Each time he's had to close indoor eating, he's tried to adapt Miss Mamie's as best he could. That included building a drive-through window dubbed 'Miss Mamie's Express,' and creating their own delivery service. They also installed a grab-and-go cooler where customers could grab sandwiches and prepared meals to bring home and pop in the microwave. They even installed a tent for outdoor dining, but had to abandon that when the weather turned too cold. 

"We've tried to do whatever we can to stay vibrant in this economy and this situation," said Osborn. "And we've kept our head above water." 

Now, he says he can't wait to finally bring customers back, to see the newly renovated dining area.

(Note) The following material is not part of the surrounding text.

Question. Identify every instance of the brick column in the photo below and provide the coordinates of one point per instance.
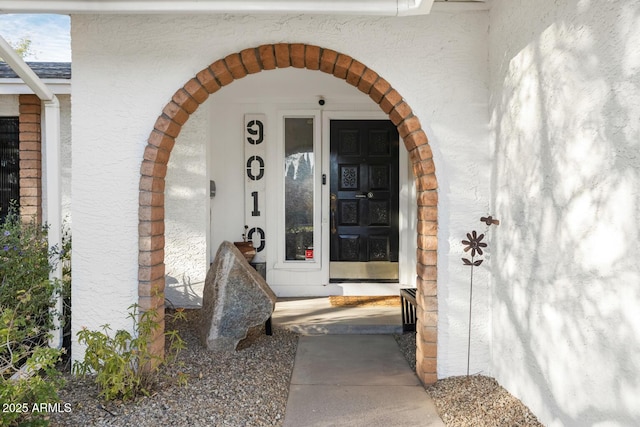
(30, 159)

And in the meantime, he says they'll continue with all of the other options that have been available to customers, such as curbside carry out. 

"I don't think we'll be back to normal just yet, but there's some light at the end of the tunnel, that's the way I see it," he explained. "A lot of light at the end of the tunnel." 

But even with all the stress of closing down, reopening, and then closing again, Osborn says it's worth it. 

"Everybody's health is important and we provide a product that people put in their bodies, so we have to be very serious about those things," he remarked. 

Both restaurants agreed that they hoped never to close their dining rooms again, but they did say that if cases rise once again, and it's mandated by the state, they'll do it again, in order to keep their customers safe.